Shiva's cheeky smile doesn't hint at the immense hardship he's already faced in life - but it's impossible to miss the tenacity of this 8-year-old boy as he races past with leather knee orthoses strapped to his bowed legs.
Born with a condition known as multiple epiphyseal dysplasia resulting in bowlegs, Shiva lives in a cramped one-room house with his parents and sister in a remote Nepalese village.
Although his condition was evident from birth, Shiva never received medical attention, partly due to the remoteness of their home but also because his father Tanka believed a family history of orthopaedic conditions meant that nothing could be done. Tanka has 'windswept' condition, his mother Goma has cerebral palsy and Shiva's sister Himali also has mild bowlegs.
Shiva learned to walk by the age of 3 but his awkward swaying gait caused pain in his knees and ankles. Because of this, his parents have to carry Shiva 30-minutes to school - a slow and difficult exercise, given their own physical struggles.
When Shiva's parents eventually did seek out medical advice, they quickly realised it was impossible to save the money needed for surgery. Tanka struggles to make ends meet as it is, earning only $2 a day as a goat farmer.
"The doctor advised that a surgery was needed for both children and their legs would become straight after a couple of years," Tanka said. "But we didn’t have money for a treatment like that."
With tears in her eyes, Goma said she was heartbroken that her son was teased and bullied for the way he looks.
“Shiva often returns home crying. Children mimic his way of walking, and never allow him to play with them," she said.
However, one day Tanka was listening to the radio and heard that a CBM-supported outreach camp was going to be in the area.
“I thought this was the opportunity I was always waiting for. I was full of hope that my children would get treatment,” Tanka said.

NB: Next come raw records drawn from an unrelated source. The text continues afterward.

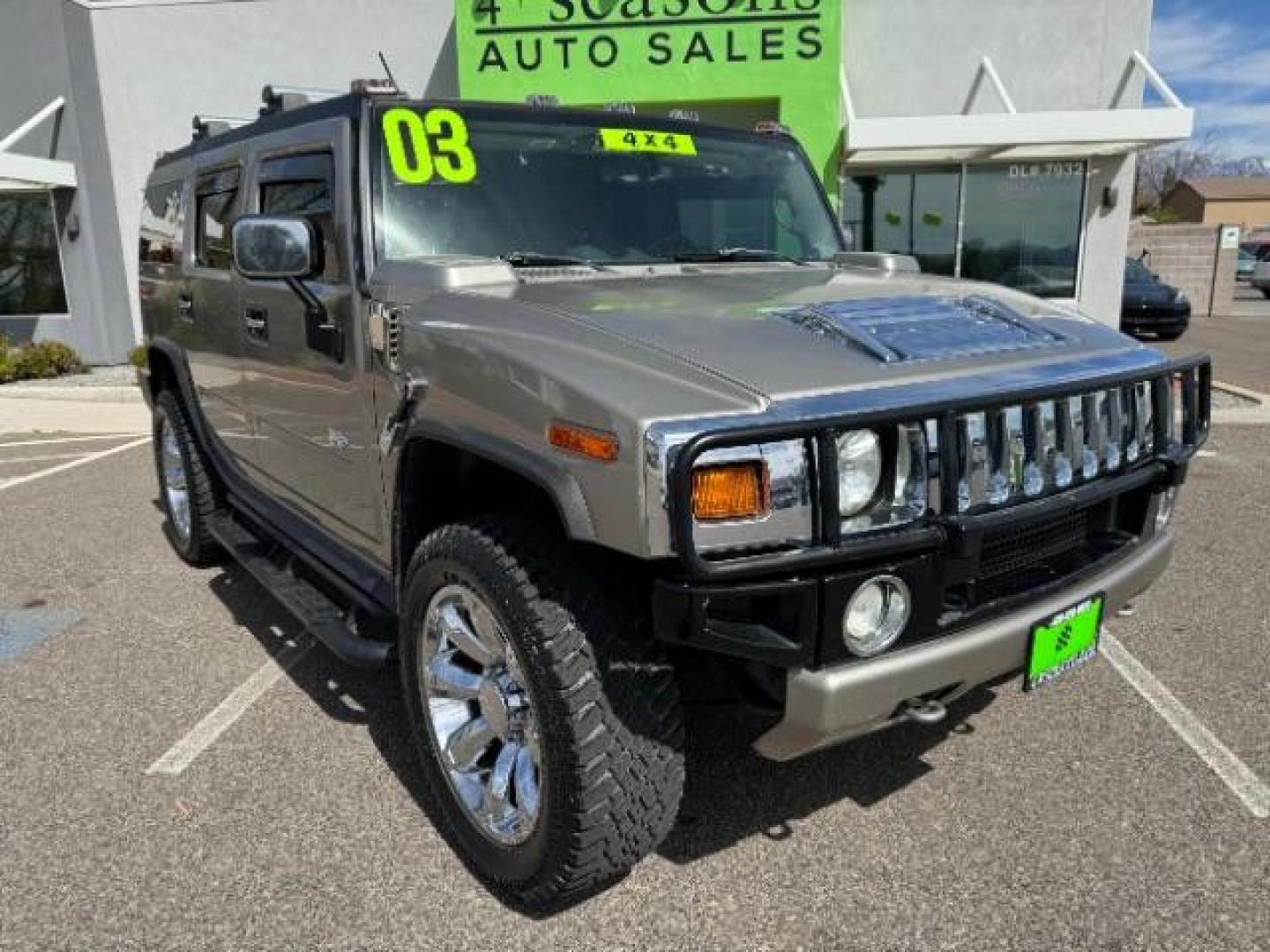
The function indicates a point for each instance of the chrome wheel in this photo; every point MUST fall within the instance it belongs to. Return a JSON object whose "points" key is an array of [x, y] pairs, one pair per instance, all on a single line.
{"points": [[176, 487], [482, 727]]}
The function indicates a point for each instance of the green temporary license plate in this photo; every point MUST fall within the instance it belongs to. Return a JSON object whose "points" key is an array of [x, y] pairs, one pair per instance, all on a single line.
{"points": [[1064, 643]]}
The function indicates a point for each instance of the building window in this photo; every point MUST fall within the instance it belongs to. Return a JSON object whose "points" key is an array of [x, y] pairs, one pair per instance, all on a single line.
{"points": [[31, 267], [215, 201], [1022, 227], [1020, 221]]}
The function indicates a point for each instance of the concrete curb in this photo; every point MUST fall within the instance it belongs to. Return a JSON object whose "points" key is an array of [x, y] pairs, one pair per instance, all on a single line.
{"points": [[77, 395], [1246, 415]]}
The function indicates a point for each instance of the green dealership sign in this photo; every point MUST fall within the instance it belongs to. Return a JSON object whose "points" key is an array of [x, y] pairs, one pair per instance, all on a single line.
{"points": [[730, 61]]}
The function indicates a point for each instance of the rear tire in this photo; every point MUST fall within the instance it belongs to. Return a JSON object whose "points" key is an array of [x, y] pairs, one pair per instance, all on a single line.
{"points": [[600, 695], [184, 484]]}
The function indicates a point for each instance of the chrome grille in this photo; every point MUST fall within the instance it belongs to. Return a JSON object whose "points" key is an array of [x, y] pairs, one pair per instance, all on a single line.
{"points": [[1019, 452]]}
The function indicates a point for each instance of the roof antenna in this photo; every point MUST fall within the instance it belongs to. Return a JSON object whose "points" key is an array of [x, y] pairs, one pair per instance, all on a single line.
{"points": [[387, 70]]}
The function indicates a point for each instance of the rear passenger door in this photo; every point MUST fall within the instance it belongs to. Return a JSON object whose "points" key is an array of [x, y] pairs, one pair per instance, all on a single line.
{"points": [[314, 419]]}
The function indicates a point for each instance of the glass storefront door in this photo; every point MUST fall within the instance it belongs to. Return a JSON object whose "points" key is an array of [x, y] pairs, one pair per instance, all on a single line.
{"points": [[906, 212], [31, 267]]}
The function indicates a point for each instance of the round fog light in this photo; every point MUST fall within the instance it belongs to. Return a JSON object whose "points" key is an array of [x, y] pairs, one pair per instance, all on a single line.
{"points": [[1165, 508], [875, 616]]}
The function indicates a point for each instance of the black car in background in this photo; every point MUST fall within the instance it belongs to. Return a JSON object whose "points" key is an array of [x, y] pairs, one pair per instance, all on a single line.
{"points": [[1151, 308]]}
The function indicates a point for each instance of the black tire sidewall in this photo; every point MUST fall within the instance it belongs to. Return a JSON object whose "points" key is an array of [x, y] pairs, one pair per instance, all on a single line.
{"points": [[510, 866], [168, 410]]}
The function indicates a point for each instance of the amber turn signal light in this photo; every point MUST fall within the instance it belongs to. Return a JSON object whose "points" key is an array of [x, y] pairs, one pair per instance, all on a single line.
{"points": [[594, 444], [730, 492]]}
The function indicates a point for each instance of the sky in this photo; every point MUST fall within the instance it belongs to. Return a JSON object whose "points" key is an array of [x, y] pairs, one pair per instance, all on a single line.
{"points": [[1215, 55]]}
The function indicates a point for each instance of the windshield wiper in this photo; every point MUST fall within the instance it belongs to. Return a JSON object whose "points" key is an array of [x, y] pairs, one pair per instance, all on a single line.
{"points": [[534, 259], [738, 254]]}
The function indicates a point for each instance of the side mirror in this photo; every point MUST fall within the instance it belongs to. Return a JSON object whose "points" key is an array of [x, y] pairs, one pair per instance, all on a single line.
{"points": [[274, 248]]}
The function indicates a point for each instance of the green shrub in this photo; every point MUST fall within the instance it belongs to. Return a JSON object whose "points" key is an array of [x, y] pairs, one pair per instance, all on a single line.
{"points": [[41, 361]]}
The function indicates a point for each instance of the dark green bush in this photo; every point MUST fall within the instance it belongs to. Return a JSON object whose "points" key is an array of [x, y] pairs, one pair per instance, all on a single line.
{"points": [[48, 358]]}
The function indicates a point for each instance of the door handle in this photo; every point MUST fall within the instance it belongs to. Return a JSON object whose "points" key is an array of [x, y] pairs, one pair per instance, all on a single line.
{"points": [[257, 323]]}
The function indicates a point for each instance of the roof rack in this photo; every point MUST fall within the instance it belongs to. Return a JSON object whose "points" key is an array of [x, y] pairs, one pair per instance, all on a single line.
{"points": [[374, 88], [279, 100], [207, 126]]}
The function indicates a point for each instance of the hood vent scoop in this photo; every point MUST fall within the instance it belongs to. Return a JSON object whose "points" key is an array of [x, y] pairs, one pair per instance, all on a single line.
{"points": [[923, 326]]}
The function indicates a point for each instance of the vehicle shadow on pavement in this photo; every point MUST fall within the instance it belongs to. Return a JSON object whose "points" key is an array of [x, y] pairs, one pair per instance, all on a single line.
{"points": [[730, 795]]}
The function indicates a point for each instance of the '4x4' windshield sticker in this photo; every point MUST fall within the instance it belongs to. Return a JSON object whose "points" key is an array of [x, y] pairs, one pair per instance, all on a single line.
{"points": [[646, 141], [423, 147]]}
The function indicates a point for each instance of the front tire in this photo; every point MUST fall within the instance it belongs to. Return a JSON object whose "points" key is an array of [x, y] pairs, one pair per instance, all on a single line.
{"points": [[184, 484], [546, 718]]}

When CBM workers first visited Shiva's village, they found a sad little boy sitting on the step watching the other children play ball games. He walked with a distinct waddle and people stared as he passed by.

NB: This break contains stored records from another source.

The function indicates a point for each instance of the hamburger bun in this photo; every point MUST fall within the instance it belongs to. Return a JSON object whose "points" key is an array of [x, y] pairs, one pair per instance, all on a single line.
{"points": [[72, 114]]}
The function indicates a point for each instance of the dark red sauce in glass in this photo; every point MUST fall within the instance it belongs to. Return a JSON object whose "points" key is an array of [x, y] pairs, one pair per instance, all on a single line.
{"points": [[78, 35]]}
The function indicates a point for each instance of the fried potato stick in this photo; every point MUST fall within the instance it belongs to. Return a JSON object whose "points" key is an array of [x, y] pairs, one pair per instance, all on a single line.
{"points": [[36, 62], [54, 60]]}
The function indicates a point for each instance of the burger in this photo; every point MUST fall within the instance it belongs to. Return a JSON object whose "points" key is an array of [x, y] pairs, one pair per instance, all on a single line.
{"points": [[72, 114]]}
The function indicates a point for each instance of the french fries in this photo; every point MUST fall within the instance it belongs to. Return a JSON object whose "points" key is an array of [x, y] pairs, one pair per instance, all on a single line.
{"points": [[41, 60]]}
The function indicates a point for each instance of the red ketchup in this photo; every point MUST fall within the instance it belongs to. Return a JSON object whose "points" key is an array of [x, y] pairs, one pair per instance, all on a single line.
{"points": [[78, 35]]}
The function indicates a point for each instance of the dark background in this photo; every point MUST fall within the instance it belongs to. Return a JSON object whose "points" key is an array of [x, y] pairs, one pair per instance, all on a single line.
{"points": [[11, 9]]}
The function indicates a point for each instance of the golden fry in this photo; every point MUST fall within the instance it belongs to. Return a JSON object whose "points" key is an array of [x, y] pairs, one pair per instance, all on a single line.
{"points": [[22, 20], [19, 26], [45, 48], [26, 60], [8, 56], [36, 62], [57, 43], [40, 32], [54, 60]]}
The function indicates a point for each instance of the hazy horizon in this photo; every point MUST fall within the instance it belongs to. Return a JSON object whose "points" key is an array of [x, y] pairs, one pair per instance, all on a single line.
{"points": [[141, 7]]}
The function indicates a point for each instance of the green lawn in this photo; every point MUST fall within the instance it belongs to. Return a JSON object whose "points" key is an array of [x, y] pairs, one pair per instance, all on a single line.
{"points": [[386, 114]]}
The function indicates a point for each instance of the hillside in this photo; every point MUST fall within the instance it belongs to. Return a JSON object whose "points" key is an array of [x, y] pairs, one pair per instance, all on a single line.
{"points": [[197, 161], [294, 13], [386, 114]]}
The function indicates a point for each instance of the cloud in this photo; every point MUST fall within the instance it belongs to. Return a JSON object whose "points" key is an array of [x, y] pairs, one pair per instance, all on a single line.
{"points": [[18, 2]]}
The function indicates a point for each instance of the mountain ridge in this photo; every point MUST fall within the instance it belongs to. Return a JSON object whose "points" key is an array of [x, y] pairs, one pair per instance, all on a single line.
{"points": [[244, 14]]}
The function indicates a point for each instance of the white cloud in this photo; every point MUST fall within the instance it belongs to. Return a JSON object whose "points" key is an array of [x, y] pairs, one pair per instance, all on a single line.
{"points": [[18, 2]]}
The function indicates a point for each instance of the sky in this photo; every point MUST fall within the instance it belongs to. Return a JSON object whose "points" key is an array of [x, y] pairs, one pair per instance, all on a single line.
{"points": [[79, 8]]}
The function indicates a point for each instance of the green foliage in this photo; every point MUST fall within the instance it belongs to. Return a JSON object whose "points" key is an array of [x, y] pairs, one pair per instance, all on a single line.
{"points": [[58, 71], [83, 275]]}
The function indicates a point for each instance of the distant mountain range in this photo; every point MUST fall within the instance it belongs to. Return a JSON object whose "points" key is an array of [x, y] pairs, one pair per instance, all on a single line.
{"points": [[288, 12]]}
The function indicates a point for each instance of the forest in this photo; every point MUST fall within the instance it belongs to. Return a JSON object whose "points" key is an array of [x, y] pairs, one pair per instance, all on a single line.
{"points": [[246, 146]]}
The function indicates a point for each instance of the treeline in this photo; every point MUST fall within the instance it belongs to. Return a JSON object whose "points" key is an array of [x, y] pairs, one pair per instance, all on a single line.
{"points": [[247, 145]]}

"I like to play football. But they don't allow me to play with them," Shiva said, dropping his head. "I wish I had straight legs … I wish I could run and play with my friends."

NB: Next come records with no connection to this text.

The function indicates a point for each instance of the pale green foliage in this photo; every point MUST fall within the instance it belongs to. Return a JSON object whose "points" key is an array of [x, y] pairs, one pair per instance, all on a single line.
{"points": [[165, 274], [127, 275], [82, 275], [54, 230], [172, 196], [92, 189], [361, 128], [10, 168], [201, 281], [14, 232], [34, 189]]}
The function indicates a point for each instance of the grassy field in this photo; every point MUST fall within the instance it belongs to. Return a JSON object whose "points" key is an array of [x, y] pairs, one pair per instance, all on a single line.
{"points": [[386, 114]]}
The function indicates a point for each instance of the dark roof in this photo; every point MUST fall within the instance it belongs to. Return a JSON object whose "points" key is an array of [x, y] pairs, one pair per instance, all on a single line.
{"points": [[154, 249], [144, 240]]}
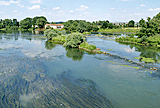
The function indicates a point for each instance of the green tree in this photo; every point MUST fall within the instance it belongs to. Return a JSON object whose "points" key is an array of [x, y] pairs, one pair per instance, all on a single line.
{"points": [[41, 22], [74, 40], [131, 23], [26, 23], [142, 23]]}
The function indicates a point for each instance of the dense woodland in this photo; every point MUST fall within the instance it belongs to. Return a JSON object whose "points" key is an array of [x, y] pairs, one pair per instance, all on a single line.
{"points": [[70, 26]]}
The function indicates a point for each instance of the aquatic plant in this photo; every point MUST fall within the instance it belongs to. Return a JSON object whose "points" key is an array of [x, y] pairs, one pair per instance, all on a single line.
{"points": [[74, 53], [59, 39], [74, 40], [87, 46]]}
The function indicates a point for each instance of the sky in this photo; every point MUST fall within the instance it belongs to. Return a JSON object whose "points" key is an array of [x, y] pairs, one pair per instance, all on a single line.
{"points": [[89, 10]]}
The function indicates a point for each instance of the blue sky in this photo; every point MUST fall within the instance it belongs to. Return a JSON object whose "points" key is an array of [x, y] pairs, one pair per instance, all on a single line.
{"points": [[89, 10]]}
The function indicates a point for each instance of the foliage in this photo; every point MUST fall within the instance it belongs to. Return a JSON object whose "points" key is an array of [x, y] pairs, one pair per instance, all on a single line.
{"points": [[87, 46], [59, 39], [74, 53], [51, 33], [79, 26], [151, 27], [26, 23], [41, 22], [74, 40], [131, 23], [49, 45], [142, 23]]}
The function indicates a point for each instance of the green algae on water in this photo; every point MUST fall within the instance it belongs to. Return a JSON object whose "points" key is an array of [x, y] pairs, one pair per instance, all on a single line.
{"points": [[136, 57]]}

After a 10-minute assessment, the health worker determined that, while Shiva's legs were a severe case, he was confident that surgery would work. Himali's legs would also be treated. And in further good news for Tanka and Goma - CBM would pay all the expenses!
Soon after, doctors operated on Himali's legs and fitted 8 plates in Shiva's legs, designed to stop the bones growing on one side while the other side grew naturally. Doctors reported that the surgery went well but warned it was a slow process and it could be up to a year before Shiva saw any external improvement.
But within 3-months the doctor was pleased to note that the changes were already visible. Himali's legs had straightened nicely and Shiva was looking promising too.
At a home visit 11 months after surgery, the dramatic change to Shiva's life was clear. He was walking without pain and, thankfully for his parents, no longer needed to be carried to school. That day at lunchtime, Shiva laughed as he ran around the playground, chasing a football with his friends. On the walk home from school, he was asked whether he was worn out or had pain in his legs.
"No I'm not tired," Shiva said, flashing a big smile. "I like to play football."